Users of I Phone and Android smartphones have applications at their fingertips that use
facial recognition technology for various tasks. For example, Android users with the
remember app can snap a photo of someone, then bring up stored information about that
person based on their image when their own memory lets them down a potential boon for
salespeople.
TELECOM
Now a day’s big data is used in different fields. In telecom also it plays a very good role.
Operators face an uphill challenge when they need to deliver new, compelling, revenue-
generating services without overloading their networks and keeping their running costs
under control. The market demands new set of data management and analysis capabilities
that can help service providers make accurate decisions by taking into account customer,
network context and other critical aspects of their businesses. Most of these decisions must
be made in real time, placing additional pressure on the operators. Real-time predictive
analytics can help leverage the data that resides in their multitude systems, make it
immediately accessible and help correlate that data to generate insight that can help them
drive their business forward.
HEALTHCARE
Traditionally, the healthcare industry has lagged behind other industries in the use of big
data, part of the problem stems from resistance to change providers are accustomed to
making treatment decisions independently, using their own clinical judgment, rather than
relying on protocols based on big data. Other obstacles are more structural in nature. This is
one of the best place to set an example for Big Data Application.Even within a single
hospital, payor, or pharmaceutical company, important information often remains siloed
within one group or department because organizations lack procedures for integrating data
and communicating findings.
Health care stakeholders now have access to promising new threads of knowledge. This
information is a form of “big data,” so called not only for its sheer volume but for its
complexity, diversity, and timelines. Pharmaceutical industry experts, payers, and providers
are now beginning to analyze big data to obtain insights. Recent technologic advances in the
industry have improved their ability to work with such data, even though the files are
enormous and often have different database structures and technical characteristics.

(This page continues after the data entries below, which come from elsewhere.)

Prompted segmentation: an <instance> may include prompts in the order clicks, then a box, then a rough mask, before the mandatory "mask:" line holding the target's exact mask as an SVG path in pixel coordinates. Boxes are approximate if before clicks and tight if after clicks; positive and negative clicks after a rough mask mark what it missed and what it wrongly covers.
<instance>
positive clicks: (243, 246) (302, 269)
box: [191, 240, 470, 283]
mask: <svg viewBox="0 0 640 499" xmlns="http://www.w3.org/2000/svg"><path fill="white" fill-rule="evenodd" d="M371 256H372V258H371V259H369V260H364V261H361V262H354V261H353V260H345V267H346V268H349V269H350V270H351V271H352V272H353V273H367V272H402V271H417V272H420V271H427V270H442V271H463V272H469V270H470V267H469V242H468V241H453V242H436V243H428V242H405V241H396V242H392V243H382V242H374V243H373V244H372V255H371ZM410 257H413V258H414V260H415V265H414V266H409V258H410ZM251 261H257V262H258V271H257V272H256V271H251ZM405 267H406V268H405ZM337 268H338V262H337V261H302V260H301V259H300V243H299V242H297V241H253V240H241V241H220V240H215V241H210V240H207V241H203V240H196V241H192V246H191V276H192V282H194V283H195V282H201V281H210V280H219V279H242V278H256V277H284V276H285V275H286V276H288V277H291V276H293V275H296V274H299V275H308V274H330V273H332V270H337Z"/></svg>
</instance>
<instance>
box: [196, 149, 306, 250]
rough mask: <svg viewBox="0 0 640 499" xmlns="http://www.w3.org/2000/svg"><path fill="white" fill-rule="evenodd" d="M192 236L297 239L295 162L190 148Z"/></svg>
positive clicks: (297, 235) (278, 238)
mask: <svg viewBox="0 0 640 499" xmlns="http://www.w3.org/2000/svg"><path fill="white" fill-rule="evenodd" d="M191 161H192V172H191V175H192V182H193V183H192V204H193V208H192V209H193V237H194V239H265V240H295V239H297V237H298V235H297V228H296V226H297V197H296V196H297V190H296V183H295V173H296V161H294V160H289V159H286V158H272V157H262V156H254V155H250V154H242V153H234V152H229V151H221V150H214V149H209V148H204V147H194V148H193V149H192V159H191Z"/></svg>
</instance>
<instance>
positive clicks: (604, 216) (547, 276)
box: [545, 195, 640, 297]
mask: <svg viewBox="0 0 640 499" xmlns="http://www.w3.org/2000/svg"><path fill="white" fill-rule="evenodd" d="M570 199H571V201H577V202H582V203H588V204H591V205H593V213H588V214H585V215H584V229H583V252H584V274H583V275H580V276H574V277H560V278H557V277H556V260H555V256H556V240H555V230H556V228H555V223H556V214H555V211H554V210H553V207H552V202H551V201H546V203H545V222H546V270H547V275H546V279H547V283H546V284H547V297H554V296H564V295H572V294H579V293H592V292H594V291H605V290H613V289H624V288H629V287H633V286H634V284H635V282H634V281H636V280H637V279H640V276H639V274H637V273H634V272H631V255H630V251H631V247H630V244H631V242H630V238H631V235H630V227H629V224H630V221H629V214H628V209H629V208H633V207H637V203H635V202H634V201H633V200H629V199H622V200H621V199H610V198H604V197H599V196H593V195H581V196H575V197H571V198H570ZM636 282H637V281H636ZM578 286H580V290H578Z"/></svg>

➨Big data analysis derives innovative solutions. Big data analysis helps in understanding and
targeting customers. It helps in optimizing business processes.
➨It helps in improving science and research.
➨It improves healthcare and public health with availability of record of patients.
➨It helps in financial tradings, sports, polling, security/law enforcement etc.
➨Any one can access vast information via surveys and deliver anaswer of any query.